Because the configuration is loaded from a file, we can change the configuration without changing the code.
For instance, we can easily add more configuration to the file, such as header
and usecols
:
sheet_name: Sheet8
header: 0
usecols: A:C
New keys in the configuration file will be passed as keyword arguments to pd.read_excel
.
Keep parameters simple
IOs are used to load and save data, and should not perform any transformations. If you find yourself applying transformations on load or save, consider creating a node instead.
Make a request to an endpoint from an environment variable
Next, we will create an IO that makes a request to an endpoint, where the endpoint is created from an environment variable.
Install ordeq-args
and requests
To follow the example below, you need to install the ordeq-args
and requests
package.
from ordeq_args import EnvironmentVariable
from ordeq import IO
import requests
class UsersRequest(IO[requests.Response]):
def __init__(self, idx: IO[str]):
self.base_url = "https://jsonplaceholder.typicode.com/users/"
self.idx = idx
super().__init__()
def load(self) -> requests.Response:
idx = self.idx.load()
url = f"{self.base_url}/{idx}"
return requests.get(url)
This IO requests users from the JSON placeholder API. You can also navigate to the URL in your browser to see the response. The environment variable contains the user ID to request.
The UsersRequest
IO can then be used as follows:
>>> from user_request import UsersRequest
>>> from ordeq_args import EnvironmentVariable
>>> idx = EnvironmentVariable(name="USER_ID")
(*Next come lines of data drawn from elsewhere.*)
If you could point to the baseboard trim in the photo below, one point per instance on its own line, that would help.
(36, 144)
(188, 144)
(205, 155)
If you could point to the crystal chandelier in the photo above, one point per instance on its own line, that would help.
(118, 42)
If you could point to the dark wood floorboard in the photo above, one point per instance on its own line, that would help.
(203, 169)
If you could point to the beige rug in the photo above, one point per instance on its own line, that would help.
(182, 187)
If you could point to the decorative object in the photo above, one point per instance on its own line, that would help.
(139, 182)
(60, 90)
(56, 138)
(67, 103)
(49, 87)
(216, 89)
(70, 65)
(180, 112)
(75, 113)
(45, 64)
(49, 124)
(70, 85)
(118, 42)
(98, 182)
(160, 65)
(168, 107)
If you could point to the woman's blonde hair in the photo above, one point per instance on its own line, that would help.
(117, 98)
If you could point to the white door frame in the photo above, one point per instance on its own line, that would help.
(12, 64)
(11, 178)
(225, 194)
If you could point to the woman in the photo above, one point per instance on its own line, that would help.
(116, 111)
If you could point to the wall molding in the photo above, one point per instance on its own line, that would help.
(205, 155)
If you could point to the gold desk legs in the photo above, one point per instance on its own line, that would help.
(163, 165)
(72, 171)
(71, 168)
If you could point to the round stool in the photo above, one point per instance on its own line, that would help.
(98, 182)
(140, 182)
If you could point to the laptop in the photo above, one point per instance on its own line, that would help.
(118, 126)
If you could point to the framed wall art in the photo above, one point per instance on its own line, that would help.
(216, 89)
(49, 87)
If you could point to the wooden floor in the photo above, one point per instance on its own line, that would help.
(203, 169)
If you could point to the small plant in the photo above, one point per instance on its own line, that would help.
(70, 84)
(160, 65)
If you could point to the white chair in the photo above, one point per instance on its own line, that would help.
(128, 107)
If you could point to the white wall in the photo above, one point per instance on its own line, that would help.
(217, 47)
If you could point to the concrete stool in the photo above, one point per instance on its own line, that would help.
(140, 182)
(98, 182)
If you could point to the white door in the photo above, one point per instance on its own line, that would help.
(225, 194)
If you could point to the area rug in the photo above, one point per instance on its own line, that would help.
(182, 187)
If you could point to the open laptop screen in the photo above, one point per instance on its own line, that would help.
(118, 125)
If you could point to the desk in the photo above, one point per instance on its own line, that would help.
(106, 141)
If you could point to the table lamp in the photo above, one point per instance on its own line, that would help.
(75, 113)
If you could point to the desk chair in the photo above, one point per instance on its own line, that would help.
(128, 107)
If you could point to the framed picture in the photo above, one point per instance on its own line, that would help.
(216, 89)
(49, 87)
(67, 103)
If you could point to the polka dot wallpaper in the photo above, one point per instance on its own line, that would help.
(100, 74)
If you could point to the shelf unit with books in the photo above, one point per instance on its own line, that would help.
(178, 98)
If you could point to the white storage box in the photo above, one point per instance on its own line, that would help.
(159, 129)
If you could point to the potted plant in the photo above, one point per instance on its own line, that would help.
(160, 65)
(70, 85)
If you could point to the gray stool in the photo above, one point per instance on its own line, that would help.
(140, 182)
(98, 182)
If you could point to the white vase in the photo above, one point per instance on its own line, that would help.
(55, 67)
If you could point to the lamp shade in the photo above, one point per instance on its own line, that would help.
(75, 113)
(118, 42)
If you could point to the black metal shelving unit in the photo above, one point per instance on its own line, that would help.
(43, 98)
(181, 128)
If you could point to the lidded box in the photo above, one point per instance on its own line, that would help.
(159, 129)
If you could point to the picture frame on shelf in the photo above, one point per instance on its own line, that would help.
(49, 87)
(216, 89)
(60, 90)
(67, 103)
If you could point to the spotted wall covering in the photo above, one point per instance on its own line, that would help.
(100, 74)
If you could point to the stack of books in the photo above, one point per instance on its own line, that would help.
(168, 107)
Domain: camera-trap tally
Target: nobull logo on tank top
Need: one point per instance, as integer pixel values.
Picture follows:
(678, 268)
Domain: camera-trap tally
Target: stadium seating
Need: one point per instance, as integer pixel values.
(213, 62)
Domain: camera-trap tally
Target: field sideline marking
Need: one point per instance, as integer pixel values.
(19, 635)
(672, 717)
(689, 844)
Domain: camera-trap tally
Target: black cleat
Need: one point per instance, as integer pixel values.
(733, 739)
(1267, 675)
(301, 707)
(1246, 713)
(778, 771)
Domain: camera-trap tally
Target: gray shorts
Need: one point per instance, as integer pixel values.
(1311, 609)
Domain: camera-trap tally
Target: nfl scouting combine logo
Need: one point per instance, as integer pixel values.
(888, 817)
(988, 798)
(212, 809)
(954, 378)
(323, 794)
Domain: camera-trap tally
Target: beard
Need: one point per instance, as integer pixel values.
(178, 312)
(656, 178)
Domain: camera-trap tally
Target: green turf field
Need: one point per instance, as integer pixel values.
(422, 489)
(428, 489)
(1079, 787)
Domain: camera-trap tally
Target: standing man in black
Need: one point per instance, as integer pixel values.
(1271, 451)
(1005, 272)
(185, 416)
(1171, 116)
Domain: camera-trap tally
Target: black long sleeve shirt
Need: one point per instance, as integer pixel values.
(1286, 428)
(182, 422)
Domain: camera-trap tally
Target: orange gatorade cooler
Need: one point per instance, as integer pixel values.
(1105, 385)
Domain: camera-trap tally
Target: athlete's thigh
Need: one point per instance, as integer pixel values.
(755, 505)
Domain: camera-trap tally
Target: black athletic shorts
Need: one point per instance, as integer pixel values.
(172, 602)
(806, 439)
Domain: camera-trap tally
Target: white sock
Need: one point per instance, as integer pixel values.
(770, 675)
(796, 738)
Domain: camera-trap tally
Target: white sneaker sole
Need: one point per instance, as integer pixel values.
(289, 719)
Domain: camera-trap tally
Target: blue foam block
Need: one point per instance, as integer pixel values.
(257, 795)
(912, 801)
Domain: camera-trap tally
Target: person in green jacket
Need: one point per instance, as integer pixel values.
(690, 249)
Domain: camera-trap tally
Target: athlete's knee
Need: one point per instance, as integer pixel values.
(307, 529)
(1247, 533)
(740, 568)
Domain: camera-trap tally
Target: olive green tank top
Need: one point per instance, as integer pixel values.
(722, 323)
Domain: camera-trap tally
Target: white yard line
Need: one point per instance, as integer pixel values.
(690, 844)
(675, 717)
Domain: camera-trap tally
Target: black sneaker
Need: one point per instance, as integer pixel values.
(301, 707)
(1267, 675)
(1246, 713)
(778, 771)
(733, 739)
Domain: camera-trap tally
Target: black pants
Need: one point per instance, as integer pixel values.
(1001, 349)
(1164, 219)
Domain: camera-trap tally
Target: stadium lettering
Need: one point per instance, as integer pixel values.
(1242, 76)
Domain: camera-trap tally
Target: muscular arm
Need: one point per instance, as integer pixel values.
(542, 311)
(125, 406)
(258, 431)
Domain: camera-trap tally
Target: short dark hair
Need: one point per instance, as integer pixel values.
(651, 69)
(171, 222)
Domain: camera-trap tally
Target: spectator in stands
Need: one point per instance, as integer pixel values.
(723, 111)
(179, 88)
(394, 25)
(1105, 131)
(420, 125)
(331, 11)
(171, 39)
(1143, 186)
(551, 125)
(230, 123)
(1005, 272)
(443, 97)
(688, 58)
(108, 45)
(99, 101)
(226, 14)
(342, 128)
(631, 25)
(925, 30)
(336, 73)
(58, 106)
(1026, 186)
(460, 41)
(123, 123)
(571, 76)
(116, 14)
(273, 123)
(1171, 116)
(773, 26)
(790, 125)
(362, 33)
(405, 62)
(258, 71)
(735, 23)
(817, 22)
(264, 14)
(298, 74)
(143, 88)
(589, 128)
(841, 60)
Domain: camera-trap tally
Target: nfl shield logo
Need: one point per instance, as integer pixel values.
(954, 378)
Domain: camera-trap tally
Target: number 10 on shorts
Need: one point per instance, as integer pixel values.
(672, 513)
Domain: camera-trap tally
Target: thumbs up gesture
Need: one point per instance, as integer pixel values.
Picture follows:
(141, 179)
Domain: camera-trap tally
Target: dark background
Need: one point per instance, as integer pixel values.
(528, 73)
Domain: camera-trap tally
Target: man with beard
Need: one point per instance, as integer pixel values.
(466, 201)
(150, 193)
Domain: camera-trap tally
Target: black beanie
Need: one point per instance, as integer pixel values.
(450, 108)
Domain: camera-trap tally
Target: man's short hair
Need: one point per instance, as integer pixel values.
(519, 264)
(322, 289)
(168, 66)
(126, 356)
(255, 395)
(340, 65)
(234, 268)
>>> response = UsersRequest(idx=idx)
>>> import os
>>> os.environ['USER_ID'] = '1'
>>> response.load()
b'{"id":1,"name":"Leanne Graham", ...}'
>>> os.environ['USER_ID'] = '2'
>>> response.load()
b'{"id":2,"name":"Ervin Howell", ...}'
>>> ...
Environment variables are typically used to configure sensitive information, like authentication details. The example above extends to these types of parameters as well.
Best practices
Parameters are a powerful way to make your IOs more flexible and reusable. By composing an IO with a parameter IO, you can easily change the behavior of the IO without changing code.
When adding parameters to your IOs, consider the following best practices:
-
Keep parameters simple: IOs should not perform any transformations. If the load or save logic is getting complex, consider creating a node instead.
-
Caching: The approach above loads the parameter IO every time the
load
orsave
method is called. You can implement caching to avoid loading the parameter multiple times. -
Manage reuse If you find yourself reusing the same parameter IO across different IOs, consider creating a node instead.
Open a GitHub issue
If you have any questions or suggestions, feel free to open an issue on GitHub!
FAQ
Why do I have to create a custom class to parametrize an IO?
The IOs offer by Ordeq packages do not support parametrization out of the box. We recommend custom IOs for parametrization, as this approach provides most flexibility.
What if I want to fall back to other parameters?
If you have multiple parameters providing you the same information, you can implement a fallback mechanism with a custom IO. For instance, you can create a custom IO that first checks if a command line argument is provided, and if not, falls back to the environment variable.